On Thursday, three Ukrainian activists from the group Femen [official Facebook profile] were released [RFE/RL report] from Belarus custody after protesting Lukashenko's regime. The women allege that they were kidnapped by Belarus KGB [RFE/RL report], stripped and beaten. US Sanctions will not be lifted until there is an unconditional release of all political prisoners and new elections are held. The bill is expected to be signed by US President Barack Obama [official website], who last sanctioned Belarus in June [UPI report].

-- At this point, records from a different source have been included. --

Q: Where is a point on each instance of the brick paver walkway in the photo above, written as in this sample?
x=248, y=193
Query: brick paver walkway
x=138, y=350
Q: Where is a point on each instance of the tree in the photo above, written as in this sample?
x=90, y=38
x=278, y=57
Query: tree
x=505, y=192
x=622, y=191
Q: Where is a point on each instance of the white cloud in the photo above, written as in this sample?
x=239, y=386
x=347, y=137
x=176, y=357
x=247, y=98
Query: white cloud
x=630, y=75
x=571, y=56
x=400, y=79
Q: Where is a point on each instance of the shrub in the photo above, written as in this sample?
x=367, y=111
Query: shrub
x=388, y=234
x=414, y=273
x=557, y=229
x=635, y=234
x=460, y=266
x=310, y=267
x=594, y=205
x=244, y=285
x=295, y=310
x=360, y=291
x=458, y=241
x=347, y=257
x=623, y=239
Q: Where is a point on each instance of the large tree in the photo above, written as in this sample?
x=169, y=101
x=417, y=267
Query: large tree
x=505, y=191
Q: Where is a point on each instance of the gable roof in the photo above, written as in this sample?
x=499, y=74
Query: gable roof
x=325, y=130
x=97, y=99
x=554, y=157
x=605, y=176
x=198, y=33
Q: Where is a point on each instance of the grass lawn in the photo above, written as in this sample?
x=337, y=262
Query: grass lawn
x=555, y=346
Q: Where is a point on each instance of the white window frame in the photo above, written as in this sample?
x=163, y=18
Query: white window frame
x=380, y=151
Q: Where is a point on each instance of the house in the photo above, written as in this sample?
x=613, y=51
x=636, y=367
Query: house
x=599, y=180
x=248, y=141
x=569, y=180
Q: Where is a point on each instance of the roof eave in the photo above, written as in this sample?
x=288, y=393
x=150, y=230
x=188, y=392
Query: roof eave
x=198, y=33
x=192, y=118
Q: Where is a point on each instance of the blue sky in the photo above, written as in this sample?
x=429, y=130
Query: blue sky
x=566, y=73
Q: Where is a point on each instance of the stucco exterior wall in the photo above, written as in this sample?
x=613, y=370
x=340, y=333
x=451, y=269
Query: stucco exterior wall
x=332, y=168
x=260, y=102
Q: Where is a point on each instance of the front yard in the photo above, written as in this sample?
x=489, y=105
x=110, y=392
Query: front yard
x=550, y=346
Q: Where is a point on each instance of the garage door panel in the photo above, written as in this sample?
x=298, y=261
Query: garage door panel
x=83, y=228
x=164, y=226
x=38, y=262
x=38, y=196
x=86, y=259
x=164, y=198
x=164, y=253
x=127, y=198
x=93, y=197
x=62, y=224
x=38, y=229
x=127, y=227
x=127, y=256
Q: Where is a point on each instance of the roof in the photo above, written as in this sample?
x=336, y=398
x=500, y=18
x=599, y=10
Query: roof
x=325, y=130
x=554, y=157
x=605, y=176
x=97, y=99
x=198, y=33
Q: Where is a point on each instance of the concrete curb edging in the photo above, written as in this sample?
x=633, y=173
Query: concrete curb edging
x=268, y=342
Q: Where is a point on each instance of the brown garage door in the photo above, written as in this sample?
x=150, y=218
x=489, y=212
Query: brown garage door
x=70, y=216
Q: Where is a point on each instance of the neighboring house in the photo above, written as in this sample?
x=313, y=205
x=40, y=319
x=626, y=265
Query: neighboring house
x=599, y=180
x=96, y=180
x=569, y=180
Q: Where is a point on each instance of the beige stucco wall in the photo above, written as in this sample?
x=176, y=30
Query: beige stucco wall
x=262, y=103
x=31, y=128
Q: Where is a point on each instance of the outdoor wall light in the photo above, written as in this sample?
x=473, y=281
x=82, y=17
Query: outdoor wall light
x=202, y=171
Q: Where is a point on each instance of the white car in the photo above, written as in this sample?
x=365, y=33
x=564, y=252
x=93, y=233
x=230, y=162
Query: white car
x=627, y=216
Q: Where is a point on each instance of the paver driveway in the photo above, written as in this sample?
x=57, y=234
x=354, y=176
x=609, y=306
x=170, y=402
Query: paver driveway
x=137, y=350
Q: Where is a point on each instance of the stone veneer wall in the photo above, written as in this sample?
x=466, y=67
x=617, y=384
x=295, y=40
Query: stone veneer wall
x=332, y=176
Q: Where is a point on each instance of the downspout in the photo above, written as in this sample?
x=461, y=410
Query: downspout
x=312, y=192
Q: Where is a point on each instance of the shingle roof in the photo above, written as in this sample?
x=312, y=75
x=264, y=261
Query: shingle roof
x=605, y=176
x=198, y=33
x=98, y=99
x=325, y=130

Belarus has been under increasing criticism for what many see as a rapid decline of human rights in the Eastern European nation. Last month, a Belarus court convicted [JURIST report] human rights activist Ales Bialiatski, the president of Viasana and vice-president of the International Federation for Human Rights (FIDH) [advocacy websites], of tax evasion, sentencing him to a four-and-a-half-year prison term amid international criticism. In September, UN High Commissioner for Human Rights Navi Pillay [official profile] suggested a need for UN intervention in Belarus [JURIST report] and demanded the nation free non-violent political prisoners. Her report also cited Belarus as the only European nation to still enforce the death penalty. Ambassador Mikhail Khvostov said his country disagrees with the UN on what constitutes a peaceful demonstration and that Belarus is committed to human rights. The month before, members of the Belarus Parliament introduced a bill that would ban so-called "silent protests" [JURIST report], including those involving large groups of people basically doing nothing. Nonetheless, silent protests continue [RT report], largely in defiance of Lukashenko. Earlier this year, Belarus' Minsk City Court delivered suspended sentences for two former presidential candidates, Uladzimer Nyaklyaeu and Vital Rymasheuski, convicted of organizing protests following the re-election [JURIST reports] of Lukashenko. The two-year suspended sentences were handed down days after former presidential candidate Andrey Sannikau [Free Belarus Now profile] was sentenced to five years [JURIST report]. Hundreds of activists were arrested after protesting Lukashenko's 2006 presidential win, including opposition candidate Alexander Milinkevich [JURIST reports]. While Lukashenko has since sought to improve his country's ties with western nations, the US State Department has historically criticized Belarus' human rights record [JURIST report]. The UN General Assembly Third Committee and the International Helsinki Federation for Human Rights [JURIST reports] have similarly denounced Belarus for human rights abuses.